Title: The Tensor Algebra Compiler
Speaker: Saman P. Amarasinghe, MIT Professor
Time: 2018.9.14 16：30-17：30
Venue: Lecture Hall, FIT Building
Abstract：Tensor algebra is a powerful tool with applications in machine learning, data analytics, engineering and science. Increasingly often the tensors are sparse, which means most components are zeros. Programmers are left to write kernels for every operation, with different mixes of sparse and dense tensors in different formats. There are countless combinations, which makes it impossible to manually implement and optimize them all. The Tensor Algebra Compiler (TACO) is the first system to automatically generate kernels for any tensor algebra operation on tensors in any of the commonly used formats. Its performance is competitive with best-in-class hand-optimized kernels in popular libraries, while supporting far more tensor operations. For more information, see tensor-compiler.org.

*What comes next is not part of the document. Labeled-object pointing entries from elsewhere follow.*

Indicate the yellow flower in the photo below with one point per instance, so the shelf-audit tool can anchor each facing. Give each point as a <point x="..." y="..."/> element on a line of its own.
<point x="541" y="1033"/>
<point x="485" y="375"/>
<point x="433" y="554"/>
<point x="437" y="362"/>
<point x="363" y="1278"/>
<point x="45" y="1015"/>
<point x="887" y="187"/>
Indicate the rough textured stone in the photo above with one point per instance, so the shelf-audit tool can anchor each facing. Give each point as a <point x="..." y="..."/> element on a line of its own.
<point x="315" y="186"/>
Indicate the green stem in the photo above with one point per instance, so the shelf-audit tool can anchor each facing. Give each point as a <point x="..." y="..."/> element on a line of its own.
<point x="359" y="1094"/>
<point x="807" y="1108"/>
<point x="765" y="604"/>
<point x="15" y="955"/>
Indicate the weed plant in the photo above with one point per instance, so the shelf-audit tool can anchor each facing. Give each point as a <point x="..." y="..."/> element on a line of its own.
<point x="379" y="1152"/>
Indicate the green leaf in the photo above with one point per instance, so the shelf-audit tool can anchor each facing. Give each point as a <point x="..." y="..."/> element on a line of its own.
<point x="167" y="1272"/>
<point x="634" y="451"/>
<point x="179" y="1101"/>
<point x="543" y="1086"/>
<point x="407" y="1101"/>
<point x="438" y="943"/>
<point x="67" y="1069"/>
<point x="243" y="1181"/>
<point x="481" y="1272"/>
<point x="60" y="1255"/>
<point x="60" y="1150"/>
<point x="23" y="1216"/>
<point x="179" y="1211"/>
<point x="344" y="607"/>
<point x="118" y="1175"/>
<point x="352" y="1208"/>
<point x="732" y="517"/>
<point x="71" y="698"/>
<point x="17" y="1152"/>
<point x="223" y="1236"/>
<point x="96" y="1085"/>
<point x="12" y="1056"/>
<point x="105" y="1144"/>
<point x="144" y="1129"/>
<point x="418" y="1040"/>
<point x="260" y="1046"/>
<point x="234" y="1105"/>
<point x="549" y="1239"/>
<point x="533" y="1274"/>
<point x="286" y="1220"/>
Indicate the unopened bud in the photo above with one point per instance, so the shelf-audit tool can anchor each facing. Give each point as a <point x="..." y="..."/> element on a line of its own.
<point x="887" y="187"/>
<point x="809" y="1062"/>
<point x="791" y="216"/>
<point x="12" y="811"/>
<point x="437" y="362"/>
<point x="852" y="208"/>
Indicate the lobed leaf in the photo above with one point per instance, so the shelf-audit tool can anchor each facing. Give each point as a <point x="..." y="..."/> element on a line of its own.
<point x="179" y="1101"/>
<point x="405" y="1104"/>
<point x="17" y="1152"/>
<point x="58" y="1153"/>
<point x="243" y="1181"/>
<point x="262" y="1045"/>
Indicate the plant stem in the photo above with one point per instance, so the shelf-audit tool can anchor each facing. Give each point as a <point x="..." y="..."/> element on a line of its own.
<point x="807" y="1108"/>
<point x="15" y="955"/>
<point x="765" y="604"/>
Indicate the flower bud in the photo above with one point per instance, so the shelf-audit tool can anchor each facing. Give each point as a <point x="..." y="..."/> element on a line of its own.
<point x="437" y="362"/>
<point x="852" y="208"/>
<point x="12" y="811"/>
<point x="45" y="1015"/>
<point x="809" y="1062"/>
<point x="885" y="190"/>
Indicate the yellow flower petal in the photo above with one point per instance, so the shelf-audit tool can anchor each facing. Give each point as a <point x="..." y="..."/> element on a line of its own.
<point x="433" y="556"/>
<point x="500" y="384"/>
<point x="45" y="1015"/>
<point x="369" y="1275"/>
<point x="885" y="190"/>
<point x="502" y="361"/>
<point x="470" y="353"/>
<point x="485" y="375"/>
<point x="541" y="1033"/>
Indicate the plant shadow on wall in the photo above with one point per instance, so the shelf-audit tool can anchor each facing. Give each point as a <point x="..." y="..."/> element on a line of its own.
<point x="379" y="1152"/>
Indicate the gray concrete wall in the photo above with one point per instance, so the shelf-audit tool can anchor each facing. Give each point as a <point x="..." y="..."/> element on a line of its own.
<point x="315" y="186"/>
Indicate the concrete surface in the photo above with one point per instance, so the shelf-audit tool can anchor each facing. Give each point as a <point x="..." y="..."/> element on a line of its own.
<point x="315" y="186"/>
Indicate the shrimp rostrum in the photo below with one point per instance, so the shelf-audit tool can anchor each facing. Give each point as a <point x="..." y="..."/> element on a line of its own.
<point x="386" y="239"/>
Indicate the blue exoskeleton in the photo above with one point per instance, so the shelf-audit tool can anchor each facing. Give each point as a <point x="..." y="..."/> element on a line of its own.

Bio：Saman P. Amarasinghe is a Professor and the Associate Department Head in the Department of Electrical Engineering and Computer Science at Massachusetts Institute of Technology and a member of the Computer Science and Artificial Intelligence Laboratory (CSAIL) where he leads the Commit compiler group. Under Saman's guidance, the Commit group developed the StreamIt, PetaBricks, StreamJIT, Halide, Simit, and MILK programming languages and compilers, DynamoRIO dynamic instrumentation system, Superword level parallelism for SIMD vectorization, Program Shepherding to protect programs against external attacks, the OpenTuner extendable autotuner, and the Kendo deterministic execution system. He was the co-leader of the Raw architecture project. His research interests are in discovering novel approaches to improve the performance of modern computer systems without unduly increasing the complexity faced by the end users, application developers, compiler writers, or computer architects. Saman was the founder of Determina Corporation and a co-founder of Lanka Internet Services Ltd. Saman received his BS in Electrical Engineering and Computer Science from Cornell University in 1988, and his MSEE and Ph.D from Stanford University in 1990 and 1997, respectively.